Regulation of cyclin-dependent kinase 4 during adipogenesis involves switching of cyclin D subunits and concurrent binding of p18INK4c and p27Kip1.

Terminal differentiation of many cell lineages involves an exit from the mitotic cycle and entry into, and maintenance of, a permanent state of G1 arrest. We found that during terminal differentiation of mouse 3T3-L1 preadipocytes, the level of cyclin-dependent kinase 4 (CDK4) remained constant, but the subunit composition of the CDK4 complex underwent a dynamic rearrangement. As 3T3-L1 cells differentiated, the levels of cyclin D1 and cyclin D1-CDK4 complexes declined to negligible levels. Meanwhile, cyclins D2 and D3 levels and their associations with CDK4 increased transiently and persistently, respectively, with cyclin D3 becoming the predominant cyclin partner of CDK4 in mature adipocytes.

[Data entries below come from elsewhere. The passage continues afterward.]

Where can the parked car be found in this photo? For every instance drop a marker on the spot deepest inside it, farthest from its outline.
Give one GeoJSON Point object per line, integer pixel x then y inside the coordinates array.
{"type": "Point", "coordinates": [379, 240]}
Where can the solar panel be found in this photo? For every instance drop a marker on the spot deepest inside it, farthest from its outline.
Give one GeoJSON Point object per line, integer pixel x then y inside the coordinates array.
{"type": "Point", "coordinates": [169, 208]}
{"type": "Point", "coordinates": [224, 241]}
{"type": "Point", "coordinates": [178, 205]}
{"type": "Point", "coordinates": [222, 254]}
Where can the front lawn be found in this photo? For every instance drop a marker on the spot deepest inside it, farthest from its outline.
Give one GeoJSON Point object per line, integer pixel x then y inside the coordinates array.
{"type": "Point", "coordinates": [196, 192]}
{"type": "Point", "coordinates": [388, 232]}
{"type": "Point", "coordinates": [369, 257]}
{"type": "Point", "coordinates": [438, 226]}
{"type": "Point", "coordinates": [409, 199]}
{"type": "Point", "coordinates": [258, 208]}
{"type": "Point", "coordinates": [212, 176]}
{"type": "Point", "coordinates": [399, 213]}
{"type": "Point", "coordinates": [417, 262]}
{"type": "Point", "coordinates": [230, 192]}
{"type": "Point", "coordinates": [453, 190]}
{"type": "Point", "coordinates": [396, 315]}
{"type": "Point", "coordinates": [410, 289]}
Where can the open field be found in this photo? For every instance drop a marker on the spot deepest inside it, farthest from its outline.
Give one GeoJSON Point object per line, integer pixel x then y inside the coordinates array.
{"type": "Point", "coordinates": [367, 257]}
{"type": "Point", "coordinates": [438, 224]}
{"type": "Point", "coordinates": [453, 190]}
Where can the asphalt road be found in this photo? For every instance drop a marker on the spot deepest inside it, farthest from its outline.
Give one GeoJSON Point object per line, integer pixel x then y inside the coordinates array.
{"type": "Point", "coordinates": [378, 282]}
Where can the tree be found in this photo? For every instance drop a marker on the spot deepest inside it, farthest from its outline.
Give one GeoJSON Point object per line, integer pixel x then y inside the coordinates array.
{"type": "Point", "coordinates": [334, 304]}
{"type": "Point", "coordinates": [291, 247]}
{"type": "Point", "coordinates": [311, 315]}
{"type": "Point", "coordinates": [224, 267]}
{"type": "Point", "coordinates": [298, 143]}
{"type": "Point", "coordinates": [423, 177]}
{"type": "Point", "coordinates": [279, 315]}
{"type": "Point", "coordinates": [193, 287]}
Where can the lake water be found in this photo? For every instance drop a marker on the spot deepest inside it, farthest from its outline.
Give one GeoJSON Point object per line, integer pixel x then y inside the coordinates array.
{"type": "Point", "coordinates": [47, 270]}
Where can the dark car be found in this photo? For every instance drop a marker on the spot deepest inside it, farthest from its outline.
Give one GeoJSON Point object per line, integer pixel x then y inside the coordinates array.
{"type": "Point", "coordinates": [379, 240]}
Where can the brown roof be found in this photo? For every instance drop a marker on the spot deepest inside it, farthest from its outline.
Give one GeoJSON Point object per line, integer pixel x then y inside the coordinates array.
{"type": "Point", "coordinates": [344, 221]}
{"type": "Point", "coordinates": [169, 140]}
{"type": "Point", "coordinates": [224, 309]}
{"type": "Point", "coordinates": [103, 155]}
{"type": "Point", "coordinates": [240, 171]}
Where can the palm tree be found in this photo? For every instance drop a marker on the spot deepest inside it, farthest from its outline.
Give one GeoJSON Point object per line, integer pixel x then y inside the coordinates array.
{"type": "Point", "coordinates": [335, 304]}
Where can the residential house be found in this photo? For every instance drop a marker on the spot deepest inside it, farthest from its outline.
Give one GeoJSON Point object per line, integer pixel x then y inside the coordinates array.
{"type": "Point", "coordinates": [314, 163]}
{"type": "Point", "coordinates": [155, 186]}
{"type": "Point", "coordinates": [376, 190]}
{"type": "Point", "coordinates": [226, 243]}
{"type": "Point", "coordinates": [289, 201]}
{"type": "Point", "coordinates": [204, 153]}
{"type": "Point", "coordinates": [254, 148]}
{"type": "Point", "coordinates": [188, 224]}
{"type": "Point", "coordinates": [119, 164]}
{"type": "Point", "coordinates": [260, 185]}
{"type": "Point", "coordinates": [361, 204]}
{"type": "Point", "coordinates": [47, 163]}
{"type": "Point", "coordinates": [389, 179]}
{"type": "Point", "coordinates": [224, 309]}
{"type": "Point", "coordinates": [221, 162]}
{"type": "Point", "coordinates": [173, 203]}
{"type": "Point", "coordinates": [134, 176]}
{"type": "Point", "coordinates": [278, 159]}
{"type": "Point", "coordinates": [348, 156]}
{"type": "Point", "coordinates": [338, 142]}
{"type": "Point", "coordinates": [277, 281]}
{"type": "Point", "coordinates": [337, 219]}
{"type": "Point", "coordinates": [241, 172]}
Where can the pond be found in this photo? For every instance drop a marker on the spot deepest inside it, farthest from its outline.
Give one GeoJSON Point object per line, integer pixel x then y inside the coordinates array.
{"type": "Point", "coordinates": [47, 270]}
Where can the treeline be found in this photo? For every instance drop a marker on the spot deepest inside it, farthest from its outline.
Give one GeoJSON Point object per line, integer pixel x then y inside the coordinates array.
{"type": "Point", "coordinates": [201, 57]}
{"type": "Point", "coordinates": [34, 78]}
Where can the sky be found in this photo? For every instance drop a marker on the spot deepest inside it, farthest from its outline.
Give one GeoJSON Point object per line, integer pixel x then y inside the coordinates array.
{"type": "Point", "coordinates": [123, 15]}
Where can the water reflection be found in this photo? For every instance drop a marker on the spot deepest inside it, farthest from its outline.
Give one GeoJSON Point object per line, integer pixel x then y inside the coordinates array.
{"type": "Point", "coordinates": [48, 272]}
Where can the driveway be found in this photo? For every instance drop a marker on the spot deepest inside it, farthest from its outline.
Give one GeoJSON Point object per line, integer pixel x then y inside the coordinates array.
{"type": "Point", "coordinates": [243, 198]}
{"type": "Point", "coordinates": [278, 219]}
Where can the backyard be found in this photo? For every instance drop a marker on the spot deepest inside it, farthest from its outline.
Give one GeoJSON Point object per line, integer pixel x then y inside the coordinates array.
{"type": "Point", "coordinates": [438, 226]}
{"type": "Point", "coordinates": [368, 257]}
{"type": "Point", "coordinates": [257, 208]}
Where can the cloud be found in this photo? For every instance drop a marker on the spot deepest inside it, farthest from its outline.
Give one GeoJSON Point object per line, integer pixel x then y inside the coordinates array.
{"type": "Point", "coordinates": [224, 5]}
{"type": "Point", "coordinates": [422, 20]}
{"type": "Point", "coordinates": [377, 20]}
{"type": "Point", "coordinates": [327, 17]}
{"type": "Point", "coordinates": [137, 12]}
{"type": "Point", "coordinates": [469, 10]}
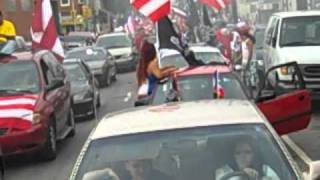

At least five CDK inhibitors are expressed during the differentiation program of 3T3-L1 cells. Both p15INK4b and p16INK4a continuously declined to undetectable levels immediately after differentiation induction. p21 was transiently expressed during the exit of 3T3-L1 cells from mitotic clonal expansion and then decreased to undetectable levels in mature adipocytes. The level of p27KiP1 and p27-CDK4 complexes remain high during differentiation and in mature adipocytes. Distinctly, there is a remarkable induction of p18INK4c mRNA and protein that was not seen in the closely related nondifferentiating 3T3-C2 cell line, suggesting that p18 induction in 3T3-L1 cells is related to cell differentiation, not cell cycle arrest. The pRb kinase activity of cyclin D3 and CDK4 was not detected in quiescent 3T3-L1 cells and was then induced as the cells entered the mitotic clonal expansion phase. Unexpectedly, cyclin D3 and CDK4 pRb kinase activity remained high after 3T3-L1 cells completed their mitotic division and was still readily detectable in mature adipocytes. Our study reveals an active regulation, rather than passive inhibition, of CDK4 activity during adipocyte differentiation. Two central features of this complex regulation are switching of activating cyclin D subunits and concurrent binding by the p18 and p27 CDK inhibitors.